Submitted by scc europe staff on July 19, 2018

Bulgaria’s capital city of Sofia is home to 1.3 million citizens and contributes about 30 percent to the national GDP. As the country’s largest city continues to grow, it’s looking to achieve the title of “green capital” and become a model of sustainable development. As part of the Sustainable Energy Action Plan 2012-2020, Sofia is laying down a series of steps to help with everything from energy management to transport and waste management—and looking to technologies from around the globe to aid the process. Here’s how Sofia is transforming its smart city vision into reality.-Bruno De Man

Digital developments

Over the past decade, Bulgaria as a whole has served as a model of urban infrastructure transformation thanks to the help of EU and national funds, which Bulgarian Member of European Parliament Eva Maydell says “are a catalyst for smart cities to thrive.” In addition to the funding opportunities, she adds that “these developments are also very much due to public-private initiatives that make smart cities happen.” For a city to achieve smart status, both the local leadership and the citizens themselves must be on board and open to change, embracing new developments in a city, such as the digitalization of urban infrastructure. This is one sector that Sofia is looking to spearhead, using smart projects in Amsterdam and Barcelona as guiding examples. “We know that electronics and information technology are the basis of the third revolution; they helped to automate a number of industries and facilitated communication worldwide,” said Sofia’s mayor, Yordanka Fandakova, in a speech at the WEBIT Digital Festival, attended by 6,000 people from 110 countries. “Now we are in the initial stage of a follow-up process that merges and connects a variety of technologies, infrastructures, and objects.”
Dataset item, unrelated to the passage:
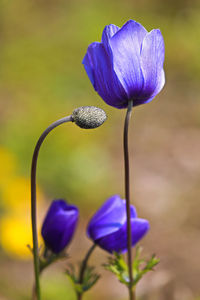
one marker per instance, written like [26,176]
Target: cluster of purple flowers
[126,65]
[107,228]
For Sofia, the key to developing a strong digital infrastructure is by learning from—and working with—European partners. One example of how Sofia is achieving this goal is with the implementation of the Sustainable Urban Mobility Plan, incorporating leading technologies and practices from Vienna, Munich, and Lyon to develop its own mobility strategies by modernizing transport, introducing an electric toll system for public transport, and constructing new infrastructure. Local start-ups are also developing innovative new apps, while hackathons are inspiring ideas from forest fire prevention applications to job-finding platforms. It’s this type of community support, and forward-thinking leadership, that’s helping establish Sofia as an up-and-coming smart city on par with some of the most modern capitals across Europe. “Together we make Sofia one of the most rapidly developing capitals, attracting more and more people from all over the world,” Fandakova said. “I strongly believe in the potential of the city, its citizens, and the hard work that is needed to make it a better place to live.”